Tal vez sea esa la explicación. Esa adicción histórica a la adrenalina, el cortisol y la prolactina, las sustancias que según los científicos segregamos cuando sentimos odio o ira, esos dos apellidos que son más nuestros que el idioma o que el himno nacional. (Publica el Espectador)
Son la respuesta automática a todo tipo de propuesta, especialmente cuando tiene la cara de solución. Aquí, debate que trasciende es aquel que pasa por el insulto, la gritería y la altisonancia; y, claro, si genera una reacción en cadena que requiera de mayores dosis.
Hace rato, por ejemplo, que la discusión sobre la adopción gay perdió el rumbo y derivó en los lugares comunes de “lo antinatural” o “si no son ellos, quién más puede adoptar”, en medio del tropel y la mutua descalificación.
Por el mismo camino va el debate entre radicalismo religioso, alejado de la esencia; y el ateísmo soberbio que ahora se considera la cuna de los valores; o el de la tauromaquia que, en vez de seguir la senda de la argumentación de altura, ahora tendrá que dirimirse a las trompadas como ya se presagiaba en el pasado reciente, luego de la consulta ordenada por la Corte Constitucional.

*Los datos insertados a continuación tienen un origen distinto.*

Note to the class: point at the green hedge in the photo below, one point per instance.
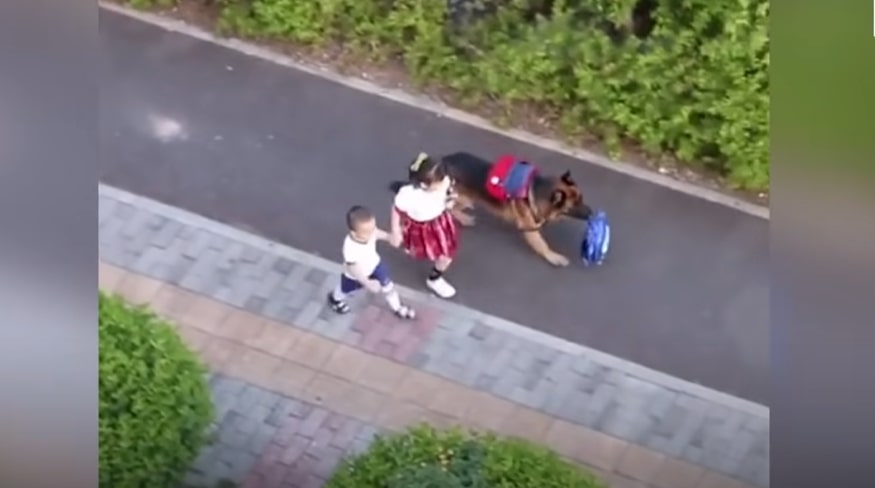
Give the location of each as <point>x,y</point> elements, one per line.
<point>685,77</point>
<point>424,457</point>
<point>155,403</point>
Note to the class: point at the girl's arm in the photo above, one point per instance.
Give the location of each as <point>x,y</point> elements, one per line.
<point>452,196</point>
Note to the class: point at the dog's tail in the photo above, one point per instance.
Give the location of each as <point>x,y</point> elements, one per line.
<point>396,185</point>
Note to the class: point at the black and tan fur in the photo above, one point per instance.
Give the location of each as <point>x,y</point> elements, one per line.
<point>552,198</point>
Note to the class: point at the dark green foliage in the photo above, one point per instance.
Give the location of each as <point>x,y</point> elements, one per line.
<point>155,404</point>
<point>424,457</point>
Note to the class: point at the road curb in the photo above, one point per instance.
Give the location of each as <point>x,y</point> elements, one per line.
<point>441,110</point>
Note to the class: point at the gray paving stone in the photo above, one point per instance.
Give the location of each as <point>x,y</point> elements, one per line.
<point>261,438</point>
<point>419,360</point>
<point>150,259</point>
<point>318,277</point>
<point>308,315</point>
<point>507,383</point>
<point>260,396</point>
<point>270,281</point>
<point>534,374</point>
<point>500,363</point>
<point>496,340</point>
<point>574,409</point>
<point>480,332</point>
<point>255,304</point>
<point>124,210</point>
<point>251,255</point>
<point>462,352</point>
<point>230,256</point>
<point>234,438</point>
<point>198,244</point>
<point>302,295</point>
<point>276,302</point>
<point>297,278</point>
<point>283,266</point>
<point>105,209</point>
<point>239,461</point>
<point>199,277</point>
<point>338,326</point>
<point>457,325</point>
<point>574,387</point>
<point>166,234</point>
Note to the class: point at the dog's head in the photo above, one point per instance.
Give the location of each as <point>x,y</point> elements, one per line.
<point>566,199</point>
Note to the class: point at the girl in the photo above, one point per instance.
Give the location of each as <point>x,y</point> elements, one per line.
<point>422,222</point>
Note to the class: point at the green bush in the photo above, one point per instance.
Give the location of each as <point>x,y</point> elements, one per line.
<point>155,403</point>
<point>686,77</point>
<point>695,83</point>
<point>423,457</point>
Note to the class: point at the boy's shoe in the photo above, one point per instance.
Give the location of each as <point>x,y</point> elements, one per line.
<point>441,287</point>
<point>338,306</point>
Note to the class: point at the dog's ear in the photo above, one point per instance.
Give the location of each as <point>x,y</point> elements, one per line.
<point>557,198</point>
<point>566,178</point>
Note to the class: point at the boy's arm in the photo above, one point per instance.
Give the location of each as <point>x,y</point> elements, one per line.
<point>395,229</point>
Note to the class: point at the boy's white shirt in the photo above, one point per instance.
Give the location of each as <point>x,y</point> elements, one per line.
<point>360,259</point>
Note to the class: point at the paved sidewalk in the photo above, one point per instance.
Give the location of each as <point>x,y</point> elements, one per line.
<point>251,143</point>
<point>254,309</point>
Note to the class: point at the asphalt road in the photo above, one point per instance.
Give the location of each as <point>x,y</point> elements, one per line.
<point>284,154</point>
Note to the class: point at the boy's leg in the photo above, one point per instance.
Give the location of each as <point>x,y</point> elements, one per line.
<point>337,298</point>
<point>381,274</point>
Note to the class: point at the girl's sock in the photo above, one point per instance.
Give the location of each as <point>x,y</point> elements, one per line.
<point>435,274</point>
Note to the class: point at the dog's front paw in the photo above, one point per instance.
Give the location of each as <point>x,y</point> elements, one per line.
<point>558,260</point>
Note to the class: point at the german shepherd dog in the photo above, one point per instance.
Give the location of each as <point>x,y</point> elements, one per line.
<point>549,199</point>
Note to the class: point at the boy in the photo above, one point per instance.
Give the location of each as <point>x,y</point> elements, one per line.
<point>362,267</point>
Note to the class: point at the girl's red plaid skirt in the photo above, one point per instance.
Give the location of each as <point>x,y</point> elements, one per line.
<point>430,240</point>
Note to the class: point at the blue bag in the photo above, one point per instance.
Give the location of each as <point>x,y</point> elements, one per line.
<point>597,240</point>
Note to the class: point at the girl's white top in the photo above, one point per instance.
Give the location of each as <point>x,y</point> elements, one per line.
<point>424,205</point>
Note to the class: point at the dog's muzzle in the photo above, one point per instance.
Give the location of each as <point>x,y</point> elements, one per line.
<point>580,212</point>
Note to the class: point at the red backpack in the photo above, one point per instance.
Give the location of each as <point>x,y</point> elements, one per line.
<point>510,178</point>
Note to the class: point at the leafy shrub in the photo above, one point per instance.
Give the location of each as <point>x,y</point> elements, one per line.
<point>687,77</point>
<point>423,457</point>
<point>155,403</point>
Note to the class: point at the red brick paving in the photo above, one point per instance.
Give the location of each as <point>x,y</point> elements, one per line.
<point>305,451</point>
<point>385,335</point>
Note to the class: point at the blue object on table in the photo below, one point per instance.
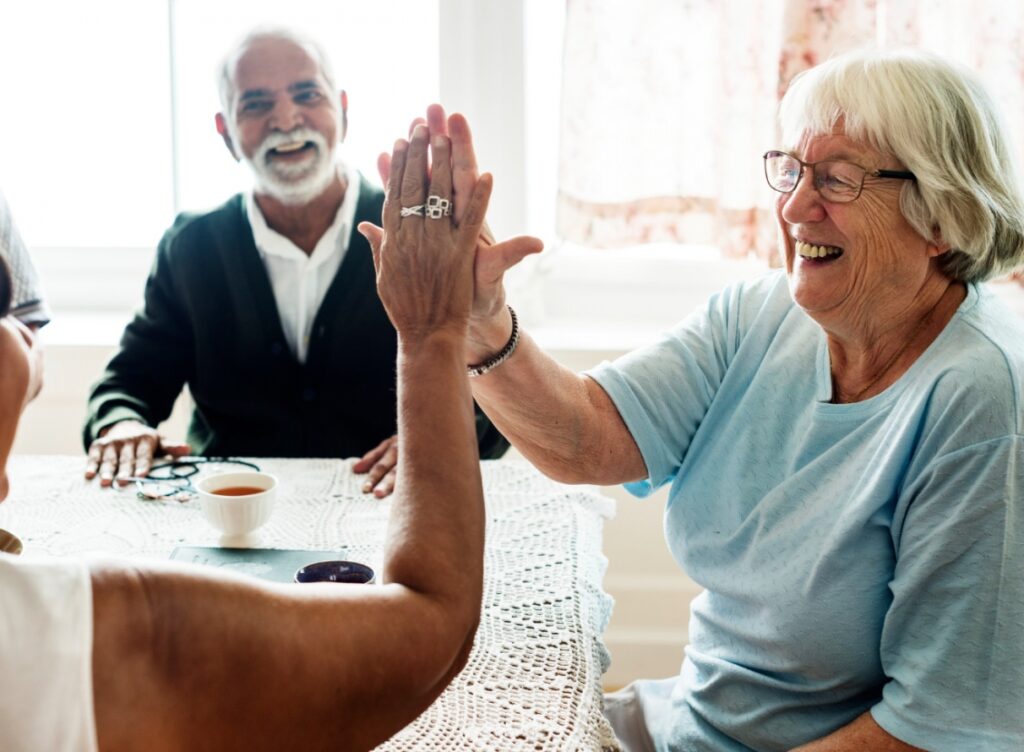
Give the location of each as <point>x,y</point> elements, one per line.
<point>349,572</point>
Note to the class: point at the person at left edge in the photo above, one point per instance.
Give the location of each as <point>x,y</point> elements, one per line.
<point>266,306</point>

Obviamente hay vertederos naturales de las insidias de alcantarilla que, para llegar al poder, en vez de proponer mejoras a los acuerdos de paz, el derrotero sea “volver trizas ese maldito papel que llaman acuerdo final con las Farc”, como se anunció en la nueva etapa del autodenominado Centro Democrático, reconocido por propios como una partido de derecha y por ajenos, como uno que desecha.
Lo único que falta es que ahora se líen a golpes con el naciente movimiento de las Farc por arrogarse el lema de partido de la esperanza.
Y mientras eso pasa, los avivatos de siempre, y esos sí de manera silenciosa, saquean Chocó, Córdoba y Guaviare; o se apropian de tierras baldías, contratos o recursos mineros; sin afectar el putamen social, que al decir de los científicos es la zona donde se activan la ira y el odio. Contradictorio, ¿no?